Zita al-Gharbiyah (زيتا الغربية, also spelled Zeita) is a village in central Syria, administratively part of the Homs Governorate, located southwest of Homs and immediately north of the border with Lebanon. Nearby localities include Aqrabiyah to the north, Kadesh and Arjoun to the northeast, the district center of al-Qusayr to the east and Jusiyah al-Amar to the southeast. According to the Central Bureau of Statistics (CBS), Zita al-Gharbiyah had a population of 2,922 in the 2004 census. The population is predominantly Shia Muslim and is immediately surrounded by several smaller Shia Muslim villages. Although the village is in Syria, its inhabitants are Lebanese.

History

The place name ends with a long vowel -ā, typically reflecting the Aramaic absolute state, a morphological feature widely attested in Levantine toponyms.

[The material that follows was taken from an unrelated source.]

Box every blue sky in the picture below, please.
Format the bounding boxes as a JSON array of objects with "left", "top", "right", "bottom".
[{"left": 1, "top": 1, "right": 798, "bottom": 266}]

In the mid-19th-century ancient ruins were found in Zita al-Gharbiyah. During a military training drill in the vicinity in 2005, stalactite caves were found in the village that resembled the Jeita Grotto in Lebanon. The cave was studied by a team from the al-Baath University of Homs and by the government Department of Tourism and Antiquities. It was determined that cave dates back 60 million years ago.

During the Syrian civil war, Zita al-Gharbiyah has been the scene of several clashes between the opposition Free Syrian Army (FSA) and local fighters backed by Hezbollah. The village has formed a front with other Shia-majority villages against villages in the vicinity of al-Qusayr that have hosted the FSA. In the summer of 2012, two residents of Zita al-Gharbiyah were kidnapped by the FSA prompting members of the north Lebanon-based Jaafar clan which also inhabits the village to abduct 32 Syrians. Consequently, a reconciliation committee consisting of Shia clans from the Hermel region of Lebanon and pro-FSA villages in the al-Qusayr region was formed, resulting in the return of hostages and a calming of tensions. However, clashes had restarted by early 2013.